Customers at Mirvac’s Kawana Shoppingworld, on Queensland’s Sunshine Coast, can now enjoy the fruits of the centre’s award-winning closed loop recycling initiative.
On offer in the centre’s kitchen are tasting plates of strawberries, the first crop to benefit from Kawana Shoppingworld’s sustainability project. This tangible and tasty outcome brings full circle the team’s scheme to align with Mirvac’s sustainability strategy: This Changes Everything.
The project kicked off in December 2016 when the centre installed an on-site processing system called PulpMaster, to manage the significant volumes of food/organics waste being disposed of in landfill. PulpMaster processes this waste onsite to create a liquid waste and clean source for organic compost.
With the support of 32 food retailers in the centre, Kawana now collects food and organics waste daily.
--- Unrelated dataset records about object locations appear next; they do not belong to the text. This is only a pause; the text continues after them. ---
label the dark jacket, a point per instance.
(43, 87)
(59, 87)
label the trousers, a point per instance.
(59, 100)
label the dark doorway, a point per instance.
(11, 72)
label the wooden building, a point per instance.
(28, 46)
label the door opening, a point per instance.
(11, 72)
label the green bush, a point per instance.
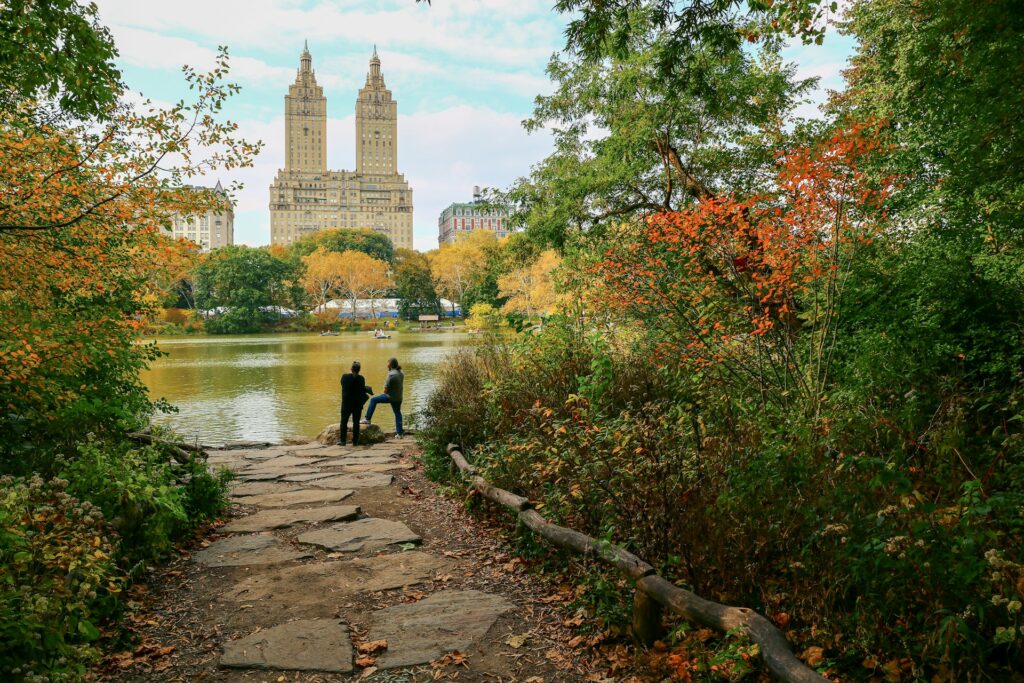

Waste management company, JJ Richards & Sons, collects and transports the liquid waste to landscape supplier, Phoenix, who in turn processes it into a high grade organic compost.
The collaborative effort by Kawana Shoppingworld, Healthy Land and Water, Phoenix, and JJ Richards & Sons enabled the project to go to the next step in mid-2017 and in doing so, close the loop.
Strawberry grower, Suncoast Harvest, was one of the recipients to receive compost and realise its maximum benefits for a healthy harvest: reducing the use of fertilisers, holding moisture and nutrients in the soil, and preventing leaching.
“It’s incredibly rewarding to see the first harvest of strawberries and be able to share the outcome with our customers, of what is essentially a circular economy for our food retailers,” said Brett Barrett, Senior Facility Manager, Kawana Shoppingworld.
Compost is now also being provided to Buddina Community Garden, a local shared gardening project and The Eastbank Edible Garden, which teaches gardening skills and shares food with disadvantaged adults.